LA JOLLA, CA—Scientists studying COVID-19 and other diseases generate data on an unprecedented scale. Enabling the global scientific community to discover and use these data poses real technical challenges.

A new contract awarded to Scripps Research and bioinformatics firm Seven Bridges envisions a future federated data ecosystem designed to allow researchers to securely find, access and analyze research data to speed development of diagnostics, therapeutics and vaccines.

The $7.5 million NIAID Data Ecosystem (NDE) contract will enable establishment of a secure system for the sharing and analyzing of data sets among scientists who work with the National Institute of Allergy and Infectious Diseases. It’s an ambitious but vitally important project, say the Scripps Research principal investigators, all pioneers in science’s open data movement.

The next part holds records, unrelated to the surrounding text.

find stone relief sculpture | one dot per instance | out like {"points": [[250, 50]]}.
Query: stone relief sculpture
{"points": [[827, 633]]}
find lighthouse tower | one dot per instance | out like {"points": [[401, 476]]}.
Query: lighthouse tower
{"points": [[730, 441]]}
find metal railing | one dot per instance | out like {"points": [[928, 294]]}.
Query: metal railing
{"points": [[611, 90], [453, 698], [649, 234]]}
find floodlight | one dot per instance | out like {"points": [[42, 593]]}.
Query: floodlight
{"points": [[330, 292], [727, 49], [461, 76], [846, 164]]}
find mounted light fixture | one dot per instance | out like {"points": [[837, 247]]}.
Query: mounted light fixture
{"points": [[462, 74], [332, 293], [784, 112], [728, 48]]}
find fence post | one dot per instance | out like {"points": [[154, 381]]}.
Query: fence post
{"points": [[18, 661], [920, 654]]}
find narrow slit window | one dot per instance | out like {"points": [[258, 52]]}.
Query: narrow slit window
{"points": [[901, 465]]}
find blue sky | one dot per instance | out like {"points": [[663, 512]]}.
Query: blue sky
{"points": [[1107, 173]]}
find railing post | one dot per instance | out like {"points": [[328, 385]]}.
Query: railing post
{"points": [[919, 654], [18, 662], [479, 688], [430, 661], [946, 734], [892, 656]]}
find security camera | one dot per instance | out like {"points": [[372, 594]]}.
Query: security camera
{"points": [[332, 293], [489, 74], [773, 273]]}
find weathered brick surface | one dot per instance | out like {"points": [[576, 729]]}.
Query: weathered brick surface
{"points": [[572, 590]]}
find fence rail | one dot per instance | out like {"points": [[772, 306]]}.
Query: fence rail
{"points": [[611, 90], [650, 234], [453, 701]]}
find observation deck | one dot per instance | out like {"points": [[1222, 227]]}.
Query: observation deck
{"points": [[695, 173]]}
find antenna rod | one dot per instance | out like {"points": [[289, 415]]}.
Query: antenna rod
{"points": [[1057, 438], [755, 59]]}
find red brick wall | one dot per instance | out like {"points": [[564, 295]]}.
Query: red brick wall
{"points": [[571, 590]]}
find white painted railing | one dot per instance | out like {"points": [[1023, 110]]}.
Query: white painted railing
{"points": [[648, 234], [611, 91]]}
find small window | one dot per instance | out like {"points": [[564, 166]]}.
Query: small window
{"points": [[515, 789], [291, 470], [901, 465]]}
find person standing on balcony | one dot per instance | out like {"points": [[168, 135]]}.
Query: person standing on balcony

Laura Hughes, PhD, senior staff scientist, is the Scripps Research project lead and liaison to the scientific community. Associate professor Chunlei Wu, PhD, will address metadata pipelines; while Andrew Su, PhD, professor and director of bioinformatics for the Scripps Research Translational Institute, will focus on connecting dataset discovery with analysis.

The NDE will handle data from research on a variety of infectious and immune-mediated diseases, including COVID-19, Ebola, influenza, Zika, HIV, asthma, autoimmune disease, food allergies and organ transplantation. Researchers working with NIAID produce many petabytes of information, such as microscope imagery, clinical trial records, drug screening results and viral variant genotypes. The ability to discover data from related studies, even just to know what data already exists at the beginning of a research project, will become invaluable to the scientific community, Hughes predicts.

Pandemic drives collaboration demand

“One of the things that has been abundantly clear during the COVID-19 pandemic is how willing the world’s researchers are to work together,” Hughes says. “The tricky thing is, their data are scattered all over the world, in many formats, from many providers.”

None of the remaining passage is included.